BUESINGEN, Germany (Reuters) - Since a 19th-century treaty established a German village wholly within Switzerland, the people of Buesingen have become accustomed to navigating between Berne and Berlin.
Yet for the residents of this leafy village of 1,400 on the banks of the river Rhine, the record-strong Swiss franc is generating even more heat than the summer sun.
Buesingen has both a Swiss and German postal code, and in front of the mayor’s office there are both German and Swiss telephone booths. Swiss sales tax applies in the handful of shops, though politically the village belongs to the German state of Baden-Wuerttemberg.
Rents and groceries are generally quoted in francs. But some residents receive pensions in euros, and income taxes are paid at German rates, well above those standard in Switzerland.
Mayor Gunnar Lang said about 10-20 percent of the village’s residents are feeling the pinch due to the runaway Swiss currency, which has shot up 30 percent against the euro since the collapse of Lehman Brothers in 2008 at the height of the global financial crisis.
About 100 people have in recent years chosen to leave Buesingen and move to Switzerland, to take advantage of lower taxes. With the franc not far from parity with the euro, still more may go.
“That’s leading those who are still here to start thinking about whether they should move to Germany too.

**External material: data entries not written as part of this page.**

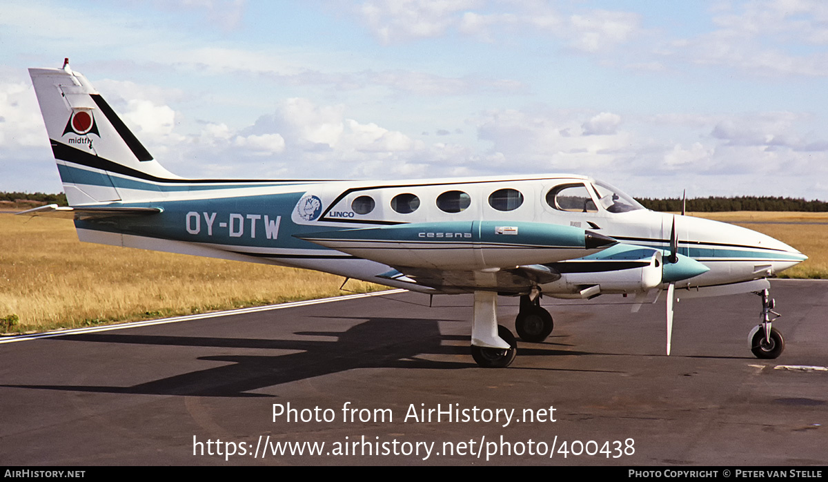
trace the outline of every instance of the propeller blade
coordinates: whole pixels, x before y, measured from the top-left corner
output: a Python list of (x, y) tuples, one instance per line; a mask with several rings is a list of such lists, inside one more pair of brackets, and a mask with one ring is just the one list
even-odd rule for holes
[(673, 216), (673, 225), (670, 230), (670, 257), (667, 263), (678, 263), (678, 234), (676, 234), (676, 216)]
[(676, 283), (670, 283), (667, 287), (667, 356), (670, 356), (670, 342), (672, 339), (672, 305), (673, 292), (676, 289)]

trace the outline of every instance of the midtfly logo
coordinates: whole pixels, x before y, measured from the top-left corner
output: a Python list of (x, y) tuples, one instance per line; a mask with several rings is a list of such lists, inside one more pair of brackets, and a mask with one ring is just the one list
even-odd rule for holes
[(95, 125), (95, 118), (90, 110), (75, 110), (66, 123), (66, 128), (63, 130), (63, 135), (74, 133), (79, 136), (89, 133), (100, 137), (98, 133), (98, 126)]

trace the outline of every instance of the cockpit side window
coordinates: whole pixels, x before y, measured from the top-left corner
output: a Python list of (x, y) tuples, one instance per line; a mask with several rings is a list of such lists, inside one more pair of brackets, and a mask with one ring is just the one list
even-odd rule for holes
[(598, 193), (601, 207), (610, 213), (626, 213), (647, 209), (619, 189), (605, 182), (596, 181), (593, 183), (593, 186), (595, 188), (595, 192)]
[(570, 213), (597, 213), (598, 207), (583, 184), (564, 184), (546, 193), (546, 204)]

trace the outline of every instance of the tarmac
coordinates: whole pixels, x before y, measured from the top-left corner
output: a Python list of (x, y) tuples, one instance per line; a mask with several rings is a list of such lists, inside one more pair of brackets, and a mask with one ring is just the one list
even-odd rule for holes
[[(669, 357), (663, 299), (544, 298), (555, 330), (507, 369), (472, 360), (465, 295), (2, 343), (0, 449), (26, 466), (825, 465), (828, 282), (772, 295), (773, 360), (749, 349), (753, 294), (681, 301)], [(517, 312), (500, 298), (513, 332)]]

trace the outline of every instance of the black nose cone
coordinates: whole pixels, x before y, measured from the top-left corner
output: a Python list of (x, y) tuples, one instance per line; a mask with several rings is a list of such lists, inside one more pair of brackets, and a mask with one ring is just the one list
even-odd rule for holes
[(587, 249), (602, 249), (609, 248), (613, 244), (618, 244), (618, 241), (609, 236), (593, 233), (592, 231), (584, 232), (584, 245)]

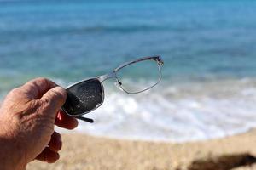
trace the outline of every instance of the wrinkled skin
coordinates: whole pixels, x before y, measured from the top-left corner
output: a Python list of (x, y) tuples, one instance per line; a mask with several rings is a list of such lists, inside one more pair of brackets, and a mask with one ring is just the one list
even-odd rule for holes
[(78, 122), (60, 110), (66, 90), (45, 78), (13, 89), (0, 108), (0, 169), (24, 170), (37, 159), (59, 159), (61, 136), (54, 127), (73, 129)]

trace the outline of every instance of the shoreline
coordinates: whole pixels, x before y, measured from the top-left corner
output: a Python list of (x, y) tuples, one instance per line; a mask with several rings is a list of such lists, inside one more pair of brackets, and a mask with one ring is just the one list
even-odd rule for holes
[(34, 162), (32, 169), (256, 169), (256, 129), (242, 134), (175, 144), (62, 134), (55, 164)]

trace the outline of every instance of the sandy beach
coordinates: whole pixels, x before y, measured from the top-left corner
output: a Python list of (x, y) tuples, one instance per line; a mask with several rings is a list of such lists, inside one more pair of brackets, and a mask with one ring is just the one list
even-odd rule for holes
[(224, 139), (172, 144), (63, 134), (61, 159), (34, 162), (27, 170), (256, 169), (256, 130)]

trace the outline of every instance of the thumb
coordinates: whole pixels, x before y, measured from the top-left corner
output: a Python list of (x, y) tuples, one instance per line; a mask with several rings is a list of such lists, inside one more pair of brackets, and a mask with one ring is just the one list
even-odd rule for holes
[(57, 112), (66, 101), (67, 92), (65, 88), (57, 86), (47, 91), (41, 98), (41, 100), (46, 102), (47, 110)]

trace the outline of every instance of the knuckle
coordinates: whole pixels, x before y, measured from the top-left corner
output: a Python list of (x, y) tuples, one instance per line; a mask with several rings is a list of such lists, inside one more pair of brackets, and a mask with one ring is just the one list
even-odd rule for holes
[(20, 92), (19, 88), (13, 88), (9, 93), (9, 95), (16, 95)]

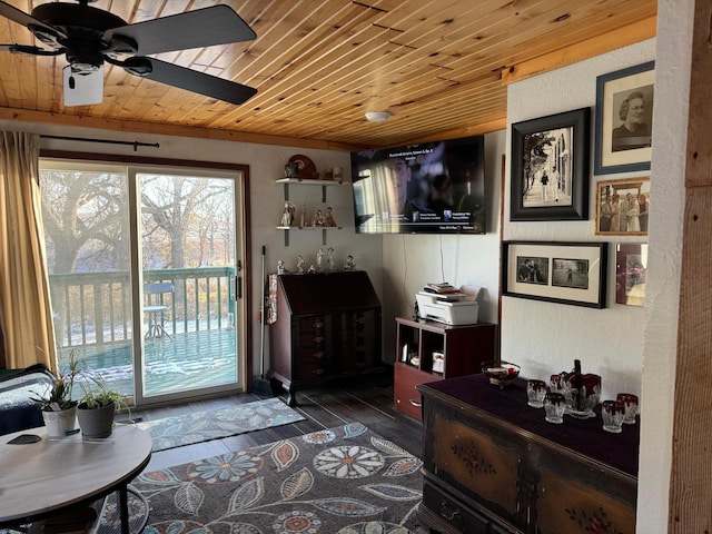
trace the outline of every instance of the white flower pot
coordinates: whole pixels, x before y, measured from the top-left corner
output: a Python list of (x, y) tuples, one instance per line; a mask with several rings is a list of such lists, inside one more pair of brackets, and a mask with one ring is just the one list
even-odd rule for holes
[(42, 412), (42, 418), (49, 437), (65, 437), (77, 427), (77, 406), (59, 412)]

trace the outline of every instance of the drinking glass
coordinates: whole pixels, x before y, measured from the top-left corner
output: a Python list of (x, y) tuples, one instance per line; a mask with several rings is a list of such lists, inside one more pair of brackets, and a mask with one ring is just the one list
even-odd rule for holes
[(637, 415), (637, 395), (633, 395), (632, 393), (619, 393), (616, 400), (621, 403), (625, 409), (623, 423), (626, 425), (634, 425), (635, 416)]
[(564, 411), (566, 409), (566, 397), (562, 393), (547, 392), (544, 396), (544, 417), (547, 422), (561, 425), (564, 422)]
[(527, 380), (526, 383), (526, 404), (533, 408), (544, 406), (544, 396), (546, 395), (546, 383), (544, 380)]
[(620, 434), (623, 429), (623, 417), (625, 408), (617, 400), (604, 400), (601, 407), (601, 417), (603, 417), (603, 429), (613, 434)]

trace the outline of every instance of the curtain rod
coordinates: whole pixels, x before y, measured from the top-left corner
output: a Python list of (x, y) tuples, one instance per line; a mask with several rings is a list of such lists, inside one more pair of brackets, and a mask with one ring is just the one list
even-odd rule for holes
[(134, 151), (138, 151), (138, 147), (152, 147), (160, 148), (160, 145), (157, 142), (139, 142), (139, 141), (116, 141), (111, 139), (85, 139), (81, 137), (66, 137), (66, 136), (40, 136), (44, 139), (60, 139), (63, 141), (83, 141), (83, 142), (105, 142), (108, 145), (129, 145), (134, 147)]

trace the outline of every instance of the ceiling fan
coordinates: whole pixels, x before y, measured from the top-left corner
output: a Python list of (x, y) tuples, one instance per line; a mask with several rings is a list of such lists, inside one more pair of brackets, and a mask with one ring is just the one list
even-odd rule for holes
[[(188, 91), (239, 105), (257, 89), (178, 65), (148, 58), (147, 55), (211, 47), (255, 39), (253, 29), (229, 7), (217, 4), (134, 24), (108, 11), (93, 8), (96, 0), (78, 3), (50, 2), (28, 14), (0, 1), (0, 16), (22, 24), (47, 48), (28, 44), (0, 44), (0, 51), (33, 56), (63, 53), (66, 105), (99, 103), (103, 93), (103, 63), (123, 68), (130, 75), (179, 87)], [(67, 100), (76, 87), (95, 87), (83, 79), (98, 79), (97, 95)], [(93, 99), (93, 101), (92, 101)]]

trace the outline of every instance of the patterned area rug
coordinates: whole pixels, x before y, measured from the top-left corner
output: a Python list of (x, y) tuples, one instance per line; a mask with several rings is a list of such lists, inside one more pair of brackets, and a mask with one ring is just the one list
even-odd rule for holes
[[(144, 473), (142, 534), (408, 534), (421, 459), (360, 423)], [(101, 534), (119, 532), (116, 507)]]
[(208, 442), (304, 421), (279, 398), (239, 404), (210, 412), (146, 421), (136, 426), (154, 439), (154, 452)]

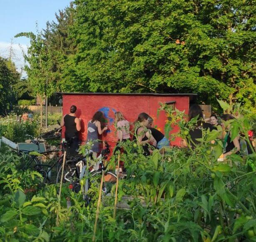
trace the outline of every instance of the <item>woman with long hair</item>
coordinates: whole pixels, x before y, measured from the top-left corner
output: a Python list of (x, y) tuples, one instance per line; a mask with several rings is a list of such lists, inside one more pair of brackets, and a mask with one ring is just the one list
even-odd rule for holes
[(130, 124), (121, 112), (117, 112), (115, 113), (115, 122), (116, 126), (118, 141), (114, 153), (118, 150), (120, 150), (121, 143), (126, 142), (130, 138)]
[[(235, 118), (231, 114), (224, 114), (221, 117), (222, 119), (225, 122), (234, 120)], [(230, 125), (228, 125), (226, 127), (228, 130), (223, 140), (223, 158), (225, 158), (227, 155), (237, 153), (240, 150), (239, 135), (231, 141)]]
[(135, 127), (133, 136), (133, 139), (137, 140), (138, 144), (142, 145), (144, 154), (146, 156), (149, 155), (152, 152), (149, 149), (150, 143), (152, 142), (155, 145), (156, 144), (156, 141), (147, 127), (148, 125), (149, 117), (149, 115), (145, 112), (141, 112), (139, 114), (136, 120), (138, 123), (138, 127)]
[(189, 131), (191, 140), (186, 141), (189, 143), (191, 141), (190, 146), (192, 149), (194, 149), (195, 146), (200, 143), (200, 142), (197, 140), (197, 139), (202, 138), (203, 130), (209, 129), (212, 131), (217, 129), (210, 124), (204, 122), (203, 112), (200, 106), (198, 104), (193, 104), (190, 107), (188, 112), (188, 116), (189, 121), (190, 121), (193, 118), (196, 118), (194, 127)]
[[(165, 135), (162, 132), (152, 127), (153, 121), (154, 121), (153, 119), (151, 117), (150, 117), (148, 120), (148, 124), (147, 127), (148, 129), (149, 132), (156, 142), (155, 144), (153, 144), (153, 145), (156, 146), (157, 149), (161, 149), (164, 147), (169, 147), (170, 142), (169, 139), (165, 136)], [(148, 138), (150, 137), (148, 137)]]
[(102, 134), (108, 129), (108, 125), (103, 127), (103, 113), (98, 111), (94, 113), (88, 124), (87, 141), (92, 140), (94, 141), (94, 144), (91, 149), (93, 152), (94, 158), (96, 158), (97, 154), (100, 152), (99, 144), (97, 141), (98, 139), (98, 135)]

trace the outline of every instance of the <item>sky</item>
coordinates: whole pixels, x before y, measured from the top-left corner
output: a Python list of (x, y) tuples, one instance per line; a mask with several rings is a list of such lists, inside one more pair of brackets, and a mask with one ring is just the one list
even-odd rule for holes
[[(47, 20), (55, 20), (55, 13), (69, 6), (70, 0), (0, 0), (0, 56), (9, 56), (11, 45), (12, 60), (20, 71), (24, 61), (22, 49), (26, 51), (30, 40), (14, 38), (21, 32), (36, 33), (45, 28)], [(12, 44), (11, 44), (12, 42)], [(23, 73), (25, 76), (25, 73)]]

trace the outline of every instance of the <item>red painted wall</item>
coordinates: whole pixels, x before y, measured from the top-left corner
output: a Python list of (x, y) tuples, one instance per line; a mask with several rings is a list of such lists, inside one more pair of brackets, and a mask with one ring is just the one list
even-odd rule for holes
[[(91, 95), (81, 95), (64, 94), (63, 114), (69, 113), (71, 105), (76, 106), (76, 116), (82, 120), (80, 139), (86, 140), (88, 121), (97, 111), (103, 110), (104, 113), (104, 111), (108, 108), (108, 125), (109, 130), (108, 132), (105, 132), (101, 138), (106, 140), (113, 147), (117, 140), (113, 125), (115, 112), (121, 112), (128, 121), (132, 122), (135, 120), (140, 113), (146, 112), (154, 119), (153, 127), (156, 125), (158, 128), (164, 133), (166, 117), (164, 112), (161, 111), (159, 117), (157, 118), (157, 110), (159, 107), (160, 102), (170, 101), (176, 101), (175, 107), (181, 111), (185, 110), (185, 113), (187, 113), (189, 106), (188, 96), (96, 95), (92, 93)], [(174, 127), (172, 132), (175, 132), (177, 130), (177, 127)], [(64, 130), (63, 130), (63, 135), (64, 132)], [(176, 139), (174, 141), (172, 141), (171, 144), (179, 145), (179, 142), (180, 140)]]

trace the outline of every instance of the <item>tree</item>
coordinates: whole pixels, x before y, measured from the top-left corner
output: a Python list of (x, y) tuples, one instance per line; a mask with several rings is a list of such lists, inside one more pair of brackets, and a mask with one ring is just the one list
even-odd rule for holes
[(217, 96), (255, 105), (251, 1), (74, 3), (77, 50), (64, 90), (196, 93), (207, 103)]
[(31, 94), (35, 98), (37, 97), (39, 102), (42, 128), (44, 101), (46, 96), (49, 97), (54, 91), (54, 85), (51, 81), (52, 75), (50, 71), (52, 62), (41, 33), (36, 35), (31, 32), (20, 33), (15, 37), (21, 36), (30, 39), (27, 54), (24, 54), (24, 59), (29, 66), (26, 65), (25, 69), (28, 75)]
[(0, 57), (0, 115), (7, 114), (16, 102), (13, 86), (19, 79), (14, 63)]

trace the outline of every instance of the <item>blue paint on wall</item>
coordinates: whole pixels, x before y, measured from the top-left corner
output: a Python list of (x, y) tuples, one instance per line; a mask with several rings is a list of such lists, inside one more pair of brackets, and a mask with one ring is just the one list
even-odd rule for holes
[[(112, 125), (113, 124), (115, 121), (115, 119), (110, 117), (110, 115), (111, 114), (111, 112), (113, 112), (113, 114), (112, 114), (113, 115), (111, 116), (115, 117), (115, 113), (116, 112), (116, 110), (115, 109), (109, 107), (103, 107), (100, 108), (98, 111), (100, 111), (103, 113), (104, 117), (108, 120), (108, 123), (109, 125)], [(111, 130), (106, 130), (106, 132), (107, 133), (110, 133), (111, 132)]]

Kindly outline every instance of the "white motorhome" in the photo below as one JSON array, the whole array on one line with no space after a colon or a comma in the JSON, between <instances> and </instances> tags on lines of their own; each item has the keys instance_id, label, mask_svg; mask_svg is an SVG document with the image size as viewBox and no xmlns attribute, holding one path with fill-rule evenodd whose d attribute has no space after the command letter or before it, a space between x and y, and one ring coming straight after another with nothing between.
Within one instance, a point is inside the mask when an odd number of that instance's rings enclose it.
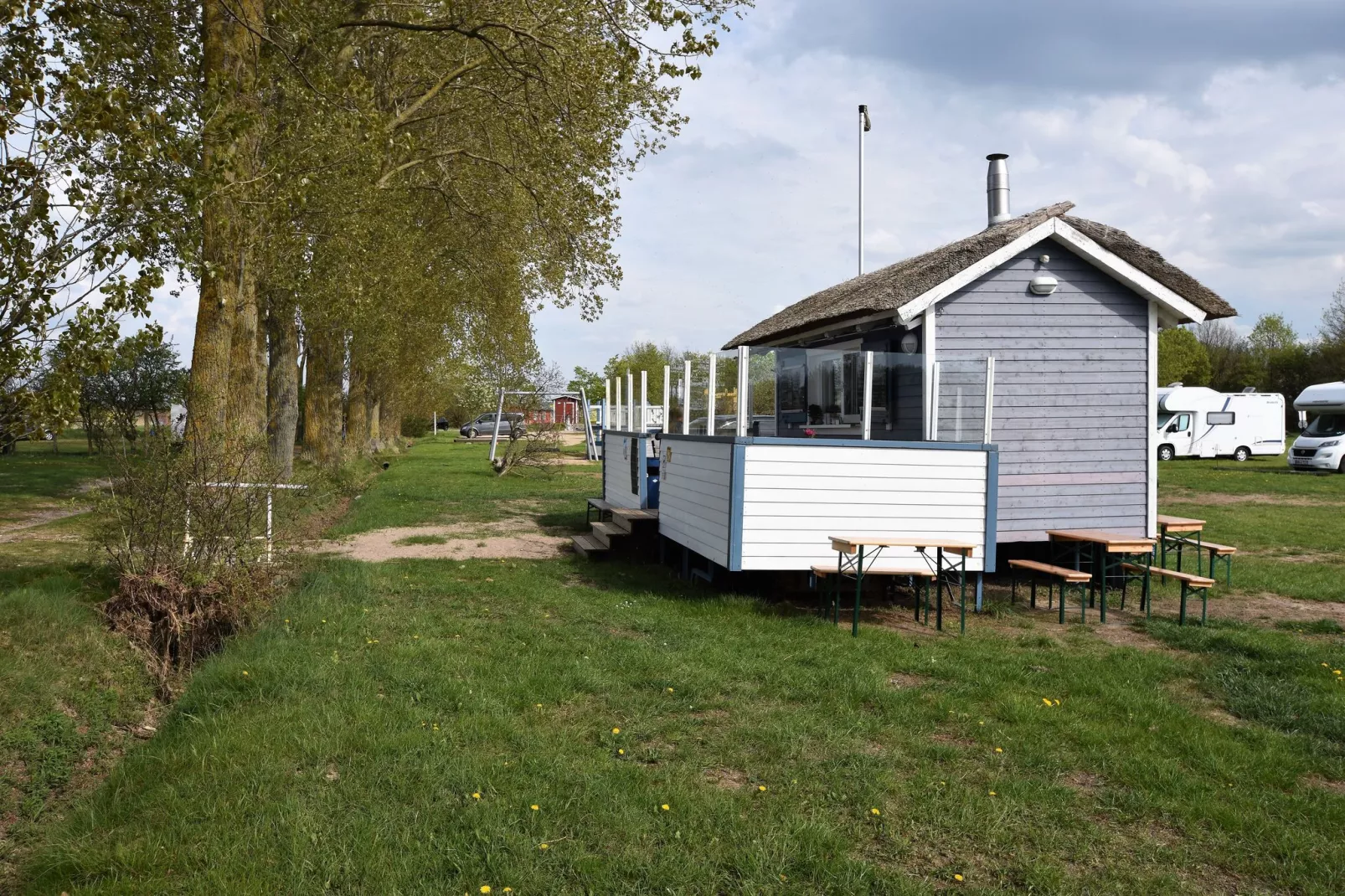
<instances>
[{"instance_id":1,"label":"white motorhome","mask_svg":"<svg viewBox=\"0 0 1345 896\"><path fill-rule=\"evenodd\" d=\"M1159 460L1279 455L1284 451L1284 397L1173 383L1158 390L1157 426Z\"/></svg>"},{"instance_id":2,"label":"white motorhome","mask_svg":"<svg viewBox=\"0 0 1345 896\"><path fill-rule=\"evenodd\" d=\"M1345 474L1345 382L1309 386L1294 400L1294 410L1311 421L1289 452L1290 470Z\"/></svg>"}]
</instances>

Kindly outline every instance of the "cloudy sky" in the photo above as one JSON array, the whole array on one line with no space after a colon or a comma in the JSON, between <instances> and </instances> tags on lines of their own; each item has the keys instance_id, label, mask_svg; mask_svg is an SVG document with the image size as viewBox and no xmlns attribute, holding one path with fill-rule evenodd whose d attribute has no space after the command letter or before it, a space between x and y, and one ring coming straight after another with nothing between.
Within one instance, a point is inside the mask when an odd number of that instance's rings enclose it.
<instances>
[{"instance_id":1,"label":"cloudy sky","mask_svg":"<svg viewBox=\"0 0 1345 896\"><path fill-rule=\"evenodd\" d=\"M1302 335L1345 278L1341 0L757 0L687 83L691 121L623 188L625 280L601 320L547 309L547 361L633 339L712 348L855 272L1069 199ZM190 346L192 303L159 316Z\"/></svg>"}]
</instances>

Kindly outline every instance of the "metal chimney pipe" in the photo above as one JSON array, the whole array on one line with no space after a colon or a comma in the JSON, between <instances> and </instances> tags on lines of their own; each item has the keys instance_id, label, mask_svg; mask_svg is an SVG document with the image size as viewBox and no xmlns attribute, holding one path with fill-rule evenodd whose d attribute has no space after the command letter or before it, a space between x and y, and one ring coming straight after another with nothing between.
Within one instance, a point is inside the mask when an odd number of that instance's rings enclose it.
<instances>
[{"instance_id":1,"label":"metal chimney pipe","mask_svg":"<svg viewBox=\"0 0 1345 896\"><path fill-rule=\"evenodd\" d=\"M1005 164L1007 157L1003 152L991 152L986 156L990 161L990 170L986 172L986 211L991 227L1013 217L1009 214L1009 165Z\"/></svg>"}]
</instances>

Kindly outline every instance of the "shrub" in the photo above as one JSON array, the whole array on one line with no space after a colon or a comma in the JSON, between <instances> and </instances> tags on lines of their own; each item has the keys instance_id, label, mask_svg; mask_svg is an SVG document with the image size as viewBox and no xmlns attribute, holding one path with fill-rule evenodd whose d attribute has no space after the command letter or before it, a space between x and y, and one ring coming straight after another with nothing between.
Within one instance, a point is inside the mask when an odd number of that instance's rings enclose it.
<instances>
[{"instance_id":1,"label":"shrub","mask_svg":"<svg viewBox=\"0 0 1345 896\"><path fill-rule=\"evenodd\" d=\"M266 564L264 439L151 433L116 455L97 541L117 576L102 609L147 658L163 696L174 674L245 626L274 589Z\"/></svg>"}]
</instances>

That’s really bad for Buesingen,” Lang said, adding that the most frequent complaints were of rising rents and people being pushed into higher tax brackets with no change to their real income.
In Switzerland, the strong currency is beginning to throttle the economy: exports are softening, corporate profits are slipping and politicians are warning of rising unemployment.
At Buesingen’s post office, Stenka Vonnau, who receives her salary in euros, said she considered moving or looking for a second job. Nearby, the restaurant Kranz has posted a billboard outside saying “euros OK” in a bid to draw in diners.
Yet former sailor Ernst Winter, whose arms are covered in tattoos and who repairs horse bridles in a shop down the road, was less dour about the exchange rate despite receiving a pension in euros.
“I used to work on boats and we had lots of currencies — China, Australia, who knows what.”
After quitting the sea for dry land, Winter decided to settle in Buesingen because he thought it was nice and has no plans to leave: “It’s great. You’re in two countries at once.”
After the two world wars there were efforts among the village’s residents to join Switzerland, but after the Swiss began allowing EU citizens to take up residence without great hurdles, much of the impetus for changing sovereignty has been lost.
Lang, who has been mayor for 21 years, said the people of Buesingen would just have to muddle through, as little help could be expected from authorities.
Ending Buesingen’s status as a geographical oddity is not a realistic goal, he said, because ceding it to Switzerland would require changes to both the German and Swiss constitutions.
“They have trouble sorting things out for Buesingen that are far less important,” he said. “So I don’t expect they’ll be able to change the constitutions to clear things up.”